Путь признания в человеке божественного начала как его собственной свободы означал необходимость сделать первый шаг к ее обретению, т.е. «заглянуть» внутрь себя с целью об­наружения в себе «внутреннего» человека, о котором посто­янно говорил апостол Павел. Реально осуществленная попыт­ка этого вела к тому, что душа каждого становилась ареной борьбы разнонаправленных устремлений, ведущих в итоге либо к свободе, творчеству и спасению, либо — к страданию в «геенне огненной». Так христианское понимание свободы в сопряженных терминах «служение Богу», «добрые дела» по­степенно укореняется в сознании народа.

Революционаризм книжников для земли русской заклю­чался в том, что в процессе такого постоянного обращения к «внутреннему» человеку с их помощью формировался новый, неизвестный ранее в языческом мире механизм культуры сты­да и совести.

Мысль книжников тонет в риторических фигурах, аллего­риях, метафорах настолько, что тексты Писания оказывают­ся лишь отправной точкой размышлений. Порой стирается сама суть сакрального, священного события и его значения. Неизвестно, чего все же больше: оптимизма разума, взыскую­щего истины или эстетического упования. Поскольку первое — достояние более позднего времени, приходится допус­тить, что сфера эстетического, художественно-поэтического из подсобных средств выразительности в определенный момент трансформировалась в содержательную и начинала диктовать логику развертывания мысли.

Особенность книжников, в отличие от учителей-греков, в том, что экзегетика первых разворачивается как процесс пе­рехода мысли от конкретных условий жизни земли русской к «чистым», абсолютным ценностям Слова Божьего, и обратно, но уже к идеализированной жизни с целью утверждения в мыслительном пространстве царства истины, добра, красоты как цели истории. Поскольку основанием и целью такой иде­ализации является преобразование существующих состояний культуры, быта, политических и тому подобных событий в границах христианского понимания красоты, прекрасного, постольку труды книжников по сути дела являются размыш­лениями об эстетике истории, осуществляемой в пространстве эсхатологии православия, в пространстве христианского уче­ния о конечных судьбах мира и человека.

Молитва, которой Иларион заключает «Слово о Законе и Благодати», обнаруживает тесную связь между народом Руси и Христом и дышит верою в спасение Его Благодатью: «Добрый Пастырь, предающий душу Своя во имя овец Своих... Мы люди Твои и овцы стада Твоего.

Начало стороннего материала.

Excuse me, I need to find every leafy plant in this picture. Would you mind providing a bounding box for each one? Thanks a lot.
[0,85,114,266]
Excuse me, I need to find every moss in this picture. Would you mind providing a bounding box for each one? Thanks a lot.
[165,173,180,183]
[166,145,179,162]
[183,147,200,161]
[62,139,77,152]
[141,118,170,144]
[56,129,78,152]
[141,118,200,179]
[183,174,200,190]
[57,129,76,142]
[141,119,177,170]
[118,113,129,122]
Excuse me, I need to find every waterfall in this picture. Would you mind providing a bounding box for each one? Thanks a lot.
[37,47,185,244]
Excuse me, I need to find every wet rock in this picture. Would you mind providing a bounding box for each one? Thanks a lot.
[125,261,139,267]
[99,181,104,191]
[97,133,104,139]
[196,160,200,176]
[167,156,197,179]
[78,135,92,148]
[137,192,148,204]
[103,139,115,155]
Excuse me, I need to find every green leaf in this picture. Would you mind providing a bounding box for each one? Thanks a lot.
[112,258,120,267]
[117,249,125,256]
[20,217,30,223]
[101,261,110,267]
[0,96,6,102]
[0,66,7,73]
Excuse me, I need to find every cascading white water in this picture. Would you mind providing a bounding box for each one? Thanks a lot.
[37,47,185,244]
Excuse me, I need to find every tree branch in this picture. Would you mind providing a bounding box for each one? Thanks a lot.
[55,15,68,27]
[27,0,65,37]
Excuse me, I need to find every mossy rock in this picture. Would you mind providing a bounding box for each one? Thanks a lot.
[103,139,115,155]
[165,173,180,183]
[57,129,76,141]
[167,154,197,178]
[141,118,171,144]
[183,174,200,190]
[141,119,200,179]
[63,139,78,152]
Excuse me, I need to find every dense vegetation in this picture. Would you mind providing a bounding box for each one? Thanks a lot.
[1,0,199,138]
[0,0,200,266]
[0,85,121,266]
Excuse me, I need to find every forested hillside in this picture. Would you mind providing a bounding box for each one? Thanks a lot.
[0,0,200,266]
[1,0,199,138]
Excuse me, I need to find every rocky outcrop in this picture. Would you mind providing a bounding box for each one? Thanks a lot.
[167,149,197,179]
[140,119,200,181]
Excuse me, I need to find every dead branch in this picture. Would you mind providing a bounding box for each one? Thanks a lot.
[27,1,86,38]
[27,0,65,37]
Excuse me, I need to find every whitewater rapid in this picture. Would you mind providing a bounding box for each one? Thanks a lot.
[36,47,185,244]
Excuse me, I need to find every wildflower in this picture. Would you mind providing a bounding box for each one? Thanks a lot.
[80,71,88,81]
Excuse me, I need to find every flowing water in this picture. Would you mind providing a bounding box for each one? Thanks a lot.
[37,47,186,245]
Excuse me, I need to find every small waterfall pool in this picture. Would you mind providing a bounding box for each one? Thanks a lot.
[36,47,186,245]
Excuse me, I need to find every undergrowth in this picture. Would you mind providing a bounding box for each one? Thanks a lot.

Души наши в руке Твоей, и дыхание наше в воле Твоей... Тленные, уклонились мы к земному (т.е. грехи наши вполне естественны — авт.)... Но ежели воздашь коемуждо по делам его, кто спасется?» Эта надежда, точнее — упование — столь воодушевляет проповедника, что он закан­чивает радостным и ликующим славословием. Судьба русского народа внушает Илариону больше надежд, оптимизма, нежели судьба отдельной души. Не случайно его заключительная мо­литва в течение веков оставалась общенародной новогодней молитвой русской церкви.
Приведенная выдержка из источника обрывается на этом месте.